二階に住む遊び相手
投稿者:ヤンニョム (1)
これは私が、祖母の家で体験したお話です。
祖母の家は昔、下宿屋を営んでいました。
二階建ての古い大きなお家。
二階には、以前下宿屋のお客様を泊めるために使われていた客室が7部屋ありました。
階段を登ってすぐ、左手にある部屋が私の遊び部屋でした。
私は二階の部屋を使い、近くに住む親戚のお兄ちゃんとかくれんぼをするのが大好きでした。
私が5歳のある年の年末、近くに住む親戚が集まりみんなで年越しを迎えようとしていました。

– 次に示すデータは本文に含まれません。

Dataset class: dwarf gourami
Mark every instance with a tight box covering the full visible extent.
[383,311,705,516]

親戚達がお正月の準備に追われている間、私はまたいつものようにお兄ちゃんにかくれんぼを持ちかけ遊んでいました。
何度か
「もういいかい?」「まあだだよ」のやり取りを繰り返し今度は私が鬼の番。
お兄ちゃんはいつも年下の私に優しく、わかりやすい所に隠れていました。
ところが、どうにもこうにもその日はお兄ちゃんが見つかりません。
遊んでいる間に日も暮れてきて、私は薄闇の中でお兄ちゃんを探すことがだんだん不安に、怖く感じてきてしまったのを覚えています。

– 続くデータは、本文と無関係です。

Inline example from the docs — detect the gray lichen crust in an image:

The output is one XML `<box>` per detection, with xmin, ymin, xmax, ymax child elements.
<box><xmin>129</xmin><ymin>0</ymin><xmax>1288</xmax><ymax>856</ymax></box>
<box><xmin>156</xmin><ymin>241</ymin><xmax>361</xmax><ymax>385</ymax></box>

とうとう泣きながら、「もう出てきてよ!!」と大きな声で叫んだところ、
廊下の一番奥の部屋がバンっと開き、中から出てきたお兄ちゃんが私の元に走ってきました。
その時の私は、お兄ちゃんがいた喜びと
かくれんぼから鬼ごっこになったのだ!認識して、追いかけてくるお兄ちゃんから、はしゃぎながら逃げ回っていました。
ただ、お兄ちゃんはいつものお兄ちゃん。
見た目も声もなんの変わりもなかったのですが、自分のなかで強く、捕まりたくない!!!と感じ、私は家族がいる一階に逃げるために階段を駆け下りました。
その途中足を踏み外し、結果的に額を縫う大怪我につながったのです。
額の傷は大人になった今でも残っています。
つい最近までは、あの時のお兄ちゃん、怖かったなぁ。
そんな程度でうっすら覚えているただの事故の記憶でした。
大人になって、祖母の家で親戚の集まりがあり久々に再会したお兄ちゃんに、
「女の子を傷物にしてー!あの時のかくれんぼずっと恨んでるからね!」と冗談混じりに言ったところ
なんの事か全く覚えていない様子でした。
私はただ単純に、お兄ちゃんが忘れているだけだと思い
お母さんやお父さんにも当時の事故の確認をしました。
すると、あの日お兄ちゃんは祖母の家にはきていたけど1階でずっとゲームをしていたこと、
私は確かに階段から落ちてきたけど、その時に2階には誰もいなかったことを教えられました。